David Earl david at frankieandshadow.com
Thu Oct 1 12:35:40 BST 2009


On 01/10/2009 11:47, Roy Wallace wrote:
> On Thu, Oct 1, 2009 at 8:05 PM, David Earl <david at frankieandshadow.com> wrote:
>> It shows visually which the "main" road is at the junction and is a good
>> model of the physical arrangement.
> 
> IMHO it does not *explicitly* show the "continuations of roads at the
> junction". And even if you do think it works "visually", that is not
> sufficient - there are many uses for OSM data.
> 
>>> b) it makes a single *way* continue through the intersection.
>> err, no. If the road has the same name around the corner it can do. If the
>> minor but straight on road has the same name it could be a continuous way,
>> but I would normally break it at that point, not least so the name of the
>> "minor" road is clear. But where ways break is of no significance - you have
>> to break ways at all sorts of places because of changes in the environment
>> like speed limits, starts of bridges etc.
> 
> Ah, so are you saying that, in Martin's attached image, the red way
> and the yellow way should/could meet at the junction? If so, then IMHO
> it is even *less* clear that, e.g. traveling from the red to the grey
> way is a left turn, whereas traveling from the red way to the yellow
> way is uninterrupted.....

No I was referring to the real examples I quoted.

>> I think anyone looking at it would understand the arrangement on the ground,
>> and it does model the situation as I see it.
> 
> Don't be fooled - people are not the only ones that "look" at OSM data.

I don't understand this at all. I am just mapping what I see on the 
ground. And please don't patronise, I'm well aware of the uses of OSM 
data and have contributed to many of them.

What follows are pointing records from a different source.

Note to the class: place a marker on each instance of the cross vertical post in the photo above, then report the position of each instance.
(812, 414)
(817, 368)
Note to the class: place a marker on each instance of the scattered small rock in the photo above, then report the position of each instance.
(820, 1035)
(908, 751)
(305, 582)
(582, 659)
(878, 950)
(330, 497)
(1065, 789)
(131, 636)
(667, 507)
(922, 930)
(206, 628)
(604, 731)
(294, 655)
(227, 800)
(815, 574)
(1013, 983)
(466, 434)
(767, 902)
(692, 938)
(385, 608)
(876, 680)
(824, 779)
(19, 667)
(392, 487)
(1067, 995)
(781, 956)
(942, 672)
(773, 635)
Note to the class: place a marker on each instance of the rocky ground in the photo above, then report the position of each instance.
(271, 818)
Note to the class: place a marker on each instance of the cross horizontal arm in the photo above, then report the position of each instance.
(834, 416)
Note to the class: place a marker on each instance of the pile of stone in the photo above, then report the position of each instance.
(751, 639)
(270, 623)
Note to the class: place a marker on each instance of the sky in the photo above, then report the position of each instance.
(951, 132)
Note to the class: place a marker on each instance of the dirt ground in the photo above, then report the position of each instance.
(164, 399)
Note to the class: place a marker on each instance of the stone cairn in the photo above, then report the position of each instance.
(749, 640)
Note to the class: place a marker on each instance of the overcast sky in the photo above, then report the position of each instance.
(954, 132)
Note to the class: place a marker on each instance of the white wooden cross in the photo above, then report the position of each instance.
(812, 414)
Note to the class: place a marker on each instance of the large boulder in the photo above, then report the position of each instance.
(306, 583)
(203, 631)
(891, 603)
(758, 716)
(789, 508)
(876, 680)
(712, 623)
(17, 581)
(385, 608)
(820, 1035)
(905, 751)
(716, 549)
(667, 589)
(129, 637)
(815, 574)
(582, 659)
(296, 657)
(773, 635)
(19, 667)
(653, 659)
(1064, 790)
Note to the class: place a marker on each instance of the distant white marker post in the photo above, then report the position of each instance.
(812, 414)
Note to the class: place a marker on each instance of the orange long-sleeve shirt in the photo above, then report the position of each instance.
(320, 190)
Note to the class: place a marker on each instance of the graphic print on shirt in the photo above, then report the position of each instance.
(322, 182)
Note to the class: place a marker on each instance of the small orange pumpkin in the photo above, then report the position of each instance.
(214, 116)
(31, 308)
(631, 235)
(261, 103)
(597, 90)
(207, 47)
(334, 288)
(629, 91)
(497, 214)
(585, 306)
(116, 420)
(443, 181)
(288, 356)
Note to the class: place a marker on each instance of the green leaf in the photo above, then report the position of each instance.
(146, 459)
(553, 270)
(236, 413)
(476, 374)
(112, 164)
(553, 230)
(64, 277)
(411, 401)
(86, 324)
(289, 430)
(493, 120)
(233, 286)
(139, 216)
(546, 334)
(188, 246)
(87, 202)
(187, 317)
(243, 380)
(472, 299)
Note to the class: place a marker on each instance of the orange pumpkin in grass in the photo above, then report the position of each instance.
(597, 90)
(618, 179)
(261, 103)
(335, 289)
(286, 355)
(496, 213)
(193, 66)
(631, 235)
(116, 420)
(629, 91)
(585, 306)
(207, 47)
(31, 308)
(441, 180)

The main road goes round a corner (and may or may not share the same 
name). I represent the corner even though there may be a straight kerb 
line on one side, when curvature exists e.g. on the opposite kerb or in 
the white lining.

The slight curve before the side road branches off might possibly allow 
a bright routing algorithm to describe it more accurately. But I think 
there would be ambiguity here independent of any mapping, because 
"straight on" is somewhat ambiguous, especially when it's not a complete 
right angle turn as sometimes happens.

In English I think I'd want to be told "follow the road round to the 
left" or some such in these circumstances, not a simple "turn left". A T 
junction certainly wouldn't achieve that possibility without more 
information. An explicit tagging would. But in the absence of that, 
modelling what's on the ground goes some way.